Net energy metering (NEM) is a program implemented by state governments and utilities that allows energy customers to receive financial credit for excess energy generated that is exported back to the utility grid. [2] Though this policy applies to other forms of distributed generation like fuel cells or wind turbines, the residential solar market is the most impacted. With NEM, the costs of the solar panels are significantly defrayed over the lifetime of the system, resulting in energy prices competitive with utility rates.

For example, a customer's solar system peaks in generation at midday and gradually drops off to zero as sunlight fades. Under NEM, a customer can receive monetary credit for the unused energy at morning and afternoon and use that credit towards consumption at night.

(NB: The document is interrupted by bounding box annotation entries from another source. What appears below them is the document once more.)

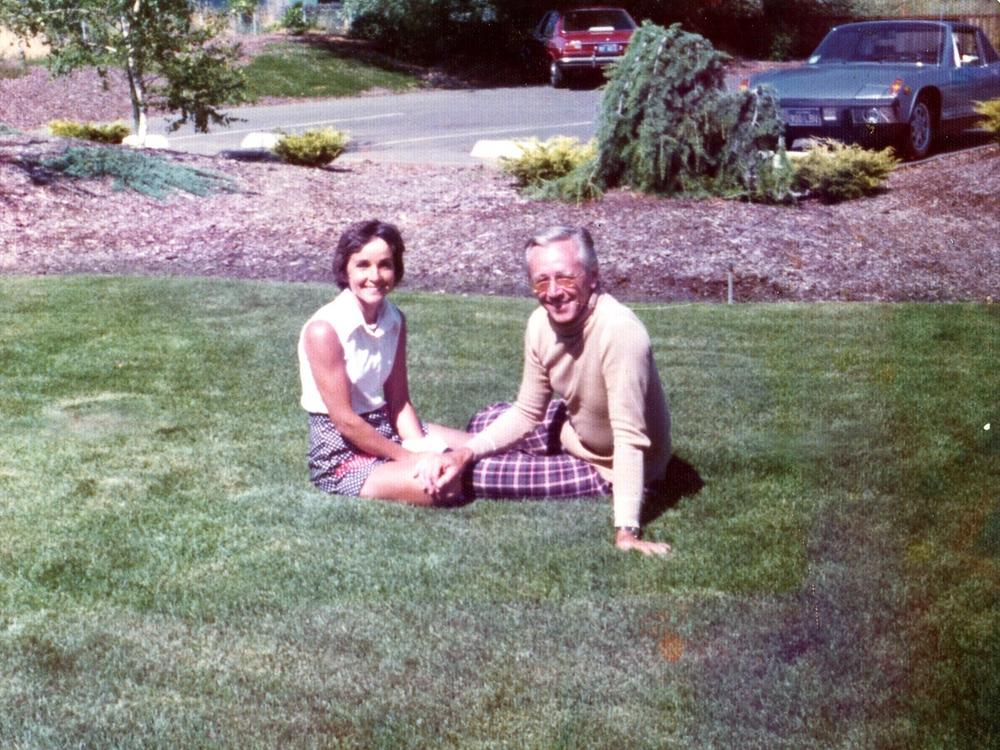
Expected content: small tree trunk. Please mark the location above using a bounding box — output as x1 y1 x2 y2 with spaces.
120 0 149 146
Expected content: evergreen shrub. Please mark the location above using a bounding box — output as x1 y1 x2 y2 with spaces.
500 135 597 187
41 146 236 199
274 128 350 167
972 99 1000 142
281 2 309 35
794 139 899 203
49 120 132 143
540 22 792 202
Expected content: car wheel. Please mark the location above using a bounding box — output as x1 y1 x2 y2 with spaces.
549 61 567 89
906 99 937 159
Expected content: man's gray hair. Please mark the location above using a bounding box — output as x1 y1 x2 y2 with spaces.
524 226 597 274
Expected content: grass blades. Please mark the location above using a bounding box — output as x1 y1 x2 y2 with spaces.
243 42 420 99
0 277 1000 748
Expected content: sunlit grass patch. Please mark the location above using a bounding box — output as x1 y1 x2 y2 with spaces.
244 42 420 98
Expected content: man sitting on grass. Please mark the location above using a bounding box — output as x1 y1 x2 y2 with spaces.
438 227 670 555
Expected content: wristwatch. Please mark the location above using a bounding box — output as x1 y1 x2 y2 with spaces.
615 526 642 539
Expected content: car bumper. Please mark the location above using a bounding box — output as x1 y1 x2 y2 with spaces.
781 102 907 150
556 55 622 68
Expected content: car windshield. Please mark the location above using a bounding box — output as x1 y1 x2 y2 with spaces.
809 23 944 65
563 10 635 31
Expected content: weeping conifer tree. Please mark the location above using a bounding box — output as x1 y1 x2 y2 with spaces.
540 22 791 202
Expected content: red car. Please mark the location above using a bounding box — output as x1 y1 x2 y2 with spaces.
531 8 636 88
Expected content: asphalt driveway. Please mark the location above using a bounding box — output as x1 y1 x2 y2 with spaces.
151 86 601 164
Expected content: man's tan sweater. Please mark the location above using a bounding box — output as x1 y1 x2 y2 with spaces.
468 294 670 526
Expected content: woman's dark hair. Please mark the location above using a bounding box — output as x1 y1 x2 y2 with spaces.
333 219 406 289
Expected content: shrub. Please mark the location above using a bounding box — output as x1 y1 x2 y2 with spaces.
274 128 350 167
281 2 309 34
973 99 1000 142
500 135 597 187
49 120 132 143
41 146 236 199
793 140 899 203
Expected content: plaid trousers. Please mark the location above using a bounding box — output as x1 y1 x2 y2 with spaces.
466 399 611 500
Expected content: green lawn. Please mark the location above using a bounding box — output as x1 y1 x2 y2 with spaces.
243 42 420 98
0 277 1000 749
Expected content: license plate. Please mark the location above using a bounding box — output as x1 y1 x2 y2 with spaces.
782 109 823 125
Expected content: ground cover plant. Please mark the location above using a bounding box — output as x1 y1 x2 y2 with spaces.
49 120 132 144
0 276 1000 748
28 146 237 200
242 42 420 99
273 128 350 167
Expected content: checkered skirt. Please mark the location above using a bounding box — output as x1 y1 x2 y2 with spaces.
309 407 402 497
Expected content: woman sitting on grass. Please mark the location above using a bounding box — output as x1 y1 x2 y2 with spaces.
298 220 470 505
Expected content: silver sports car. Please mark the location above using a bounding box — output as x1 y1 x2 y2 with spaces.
749 21 1000 159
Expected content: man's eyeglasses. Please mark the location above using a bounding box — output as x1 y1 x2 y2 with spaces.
531 274 580 294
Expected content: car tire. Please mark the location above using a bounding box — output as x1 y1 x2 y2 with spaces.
904 97 937 159
549 60 568 89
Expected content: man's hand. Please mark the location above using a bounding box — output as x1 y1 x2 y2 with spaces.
433 448 472 496
615 529 672 557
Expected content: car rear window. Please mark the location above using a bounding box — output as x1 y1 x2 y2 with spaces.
809 24 944 65
563 10 635 31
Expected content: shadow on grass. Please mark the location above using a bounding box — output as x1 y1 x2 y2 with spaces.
639 454 705 526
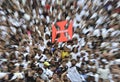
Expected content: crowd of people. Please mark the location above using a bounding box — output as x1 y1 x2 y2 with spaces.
0 0 120 82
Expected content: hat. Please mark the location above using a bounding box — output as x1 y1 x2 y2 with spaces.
44 62 50 66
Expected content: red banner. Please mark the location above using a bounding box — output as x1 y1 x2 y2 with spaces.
52 21 73 43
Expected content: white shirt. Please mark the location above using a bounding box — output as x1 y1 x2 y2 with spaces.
98 68 110 79
67 66 82 82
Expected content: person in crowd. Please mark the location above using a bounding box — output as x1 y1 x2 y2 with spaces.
0 0 120 82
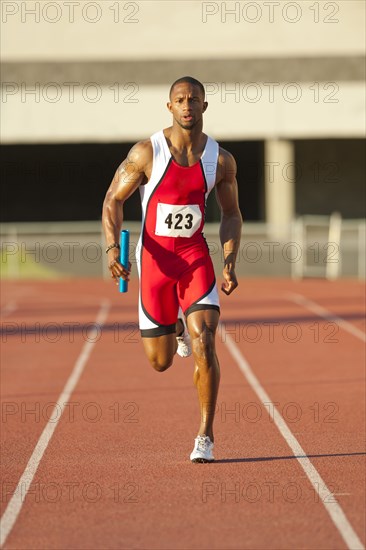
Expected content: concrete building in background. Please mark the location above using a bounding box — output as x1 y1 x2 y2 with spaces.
1 0 365 233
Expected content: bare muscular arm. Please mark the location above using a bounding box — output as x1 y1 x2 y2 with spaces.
102 140 152 283
216 147 243 294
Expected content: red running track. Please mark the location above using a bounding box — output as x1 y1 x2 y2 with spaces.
1 279 365 550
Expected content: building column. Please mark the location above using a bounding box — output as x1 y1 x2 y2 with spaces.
264 139 296 239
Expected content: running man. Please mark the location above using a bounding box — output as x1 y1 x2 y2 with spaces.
103 76 242 462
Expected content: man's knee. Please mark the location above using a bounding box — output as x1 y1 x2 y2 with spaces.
192 326 216 366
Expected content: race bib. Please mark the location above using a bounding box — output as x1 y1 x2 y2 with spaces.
155 202 202 237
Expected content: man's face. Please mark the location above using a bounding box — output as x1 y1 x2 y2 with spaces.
167 82 207 130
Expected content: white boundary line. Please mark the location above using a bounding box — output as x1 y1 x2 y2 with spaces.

Arguments for and Against NEM

On one side of the debate are solar system owners and installers. With NEM in place, the levelized cost of electricity (the cost per unit energy over the lifetime of the system) is reduced to levels equal to or lower than utility prices. [3] Solar installers are benefitted by the increased business from interest in solar systems. Increasing use of renewable energy sources reduces fossil fuel energy generation and the associated greenhouse emissions.

The primary opposition to NEM comes from the electric utilities. For utilities that profit on the volume of energy sold, the ability for customers to earn financial credit from solar energy reduces the revenue for that utility. However, numerous states have "decoupled" utilities meaning the utilities make profit from infrastructure investments instead of from amount of energy sold. Despite this policy, decoupled utilities have other arguments against NEM.

One argument revolves around the cost of the grid to utilities: the operation and maintenance of the grid infrastructure are the primary costs to utilities. These fixed costs are minimally impacted by the amount of energy transported through the grid. With NEM in place, customers who adopt solar would pay significantly reduced bills. The burden of covering the fixed costs would be shifted to non-solar customers, and rates would be increased. Higher utility rates would consequently motivate more customers to adopt solar, leading to a loop of increasing rates that places a heavy burden on customers unable to afford solar. [4] On a related note, though increased residential solar decreases morning and afternoon energy demand when sunlight is available, nighttime demand is unchanged. Utilities under NEM are forced to pay customers for their excess energy but realize limited financial benefit since power still needs to be procured at previous demand levels. [4]


As of today, state governments across the country deliberate and debate the merits of net energy metering. Net energy metering will continue to be a key issue as solar energy and other renewable sources become more established and economically competitive in comparison to traditional sources. Broadly, as new energy technologies are discovered and implemented, how these innovations connect and interact with the current grid infrastructure is of utmost importance.

© Kevin Tran. The author grants permission to copy, distribute and display this work in unaltered form, with attribution to the author, for noncommercial purposes only. All other rights, including commercial rights, are reserved to the author.


[1] "Annual Energy Outlook 2015," U.S. Energy Information Administration, DOE/EIA-0383(2015), April 2015.

[2] "An Act to Amend Section 2827 of the Public Utilities Code, Relating to Energy," California State Assembly, Bill AB-920, 11 Oct 09.

[3] R. T. Beach and P. G. MGuire, "Evaluating the Benefits and Costs of Net Energy Metering in California," Crossborder Energy, January 2013.

[4] World Energy Outlook 2013 (OECD Press, 2013).